Et parmi ces devoirs, celui de protéger son peuple.
Or, depuis le début
de la pandémie, mais pas seulement, Emmanuel Macron expose son peuple: dès les
premiers jours il a mésestimé et sous-estimé la gravité de la crise; il va
chercher des Français expatriés sur les lieux même du foyer infectieux chinois;
il répartit les expatriés dans des villages de province; il distribue les
permissions aux militaires ayant effectué ce rapatriement sanitaire, libérant
ainsi le premier feu du premier foyer; il laisse atterrir quantités d’avions
chinois sur le sol français sans qu’un véritable contrôle soit effectué aux
atterrissages -une vingtaine par jours à l’époque; il laisse les frontières
ouvertes -puis les clôt; il annonce que les écoles ne seront pas fermées -puis
il les fait fermer; il déclare nuls et non avenus les masques qui ne
serviraient à rien -puis il en commande des millions; il affirme que si l’on
n’est pas affectés on n’a pas besoin d’en porter un, mais à Mulhouse il sort en
l’arborant ostensiblement; il annonce qu’un strict confinement est nécessaire
et qu’à défaut, cette décision s’avérerait inefficace, mais il tolère que dans
les territoires perdus de la République la règle ne s’impose pas, ce qui
désigne le peuple français à ceux qui se réjouissent de pouvoir l’exposer à la
maladie et à la mort.
Quel chef peut
ainsi, dans un état qu’il a décrété de guerre, se montrer si peu chef et exposer
autant son peuple de façon régulière et continue?
Si Agnès Buzyn a
bien informé le chef de l’Etat dès décembre de l’étendue des dégâts à venir
dans le pays, et qu’il n’en a rien fait, c’est sciemment qu’Emmanuel Macron a
laissé se répandre la mort dans le pays dont il a la garde.
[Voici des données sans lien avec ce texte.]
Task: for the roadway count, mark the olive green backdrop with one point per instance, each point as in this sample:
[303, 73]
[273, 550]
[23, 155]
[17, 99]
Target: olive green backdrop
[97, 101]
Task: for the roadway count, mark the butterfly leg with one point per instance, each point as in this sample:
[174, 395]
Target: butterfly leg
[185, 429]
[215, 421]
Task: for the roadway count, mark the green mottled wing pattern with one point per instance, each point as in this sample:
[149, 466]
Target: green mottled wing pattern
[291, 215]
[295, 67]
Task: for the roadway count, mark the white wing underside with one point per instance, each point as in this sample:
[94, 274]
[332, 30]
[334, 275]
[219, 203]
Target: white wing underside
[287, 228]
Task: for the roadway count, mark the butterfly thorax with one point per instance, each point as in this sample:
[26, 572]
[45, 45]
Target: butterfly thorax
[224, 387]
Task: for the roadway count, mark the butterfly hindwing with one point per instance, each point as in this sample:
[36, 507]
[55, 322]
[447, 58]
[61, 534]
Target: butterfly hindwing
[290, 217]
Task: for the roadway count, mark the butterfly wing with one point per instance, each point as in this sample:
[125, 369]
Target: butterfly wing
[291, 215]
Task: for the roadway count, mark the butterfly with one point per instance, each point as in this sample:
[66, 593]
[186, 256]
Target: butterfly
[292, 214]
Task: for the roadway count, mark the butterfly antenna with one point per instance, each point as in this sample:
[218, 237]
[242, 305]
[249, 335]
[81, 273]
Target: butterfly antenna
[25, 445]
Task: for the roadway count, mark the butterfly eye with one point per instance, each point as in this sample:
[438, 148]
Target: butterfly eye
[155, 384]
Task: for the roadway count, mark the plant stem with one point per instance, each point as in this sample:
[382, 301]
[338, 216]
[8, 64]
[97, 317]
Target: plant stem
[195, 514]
Qu’il a laissé se
répandre et qu’il laisse répandre…
Si vraiment Macron
eut voulu être à la hauteur du général de Gaulle, il lui eut fallu lire Le Fil
de l’épée. Lire et comprendre, comprendre et agir en regard de ce qu’il aurait
lu et compris.
Dans cet ouvrage
écrit avec une plume du Grand Siècle, le général s’appuie sur Bergson pour
effectuer un portrait du chef. Selon lui, ni l’examen, ni le jugement, ni
l’intelligence ne suffisent à caractériser le grand homme, le chef. Il faut,
dit de Gaulle lecteur de Bergson, l’intuition, qui combine l’instinct et
l’intelligence. Sans intelligence, pas d’enchaînement logique ni de jugement
éclairé. Sans l’instinct, pas de perception profonde ni d’impulsion créatrice.
L’instinct lie à la nature. Il rend ensuite l’action possible.
Comment peut-on
penser une seule seconde qu’Emmanuel Macron disposerait d’intuition, d’instinct
et d’intelligence? Chacun a pu le voir depuis deux ans: il n’est que calcul,
communication et opportunisme. Quelle liaison cet homme entretiendrait-il avec
la nature? Aucune… Il est un produit du théâtre, de la banque, de la finance,
de la fonction publique.
Quelle liaison ce
même homme entretiendrait-il avec la culture? Aucune, sinon la relation que
chérissent les bourgeois pour lesquels elle se montre un signe d’appartenance
de classe -qui sépare les dissemblables et unit les semblables. La culture
détend le soir du travail de la banque pendant la journée. Aux heures ouvrables
on enrichit les riches et l’on appauvrit les pauvres; le soir venu, on
s’habille pour sortir au théâtre.
Comme cette engeance
se trouve loin, bien loin de ce que Bergson et de Gaulle enseignent! Instinct?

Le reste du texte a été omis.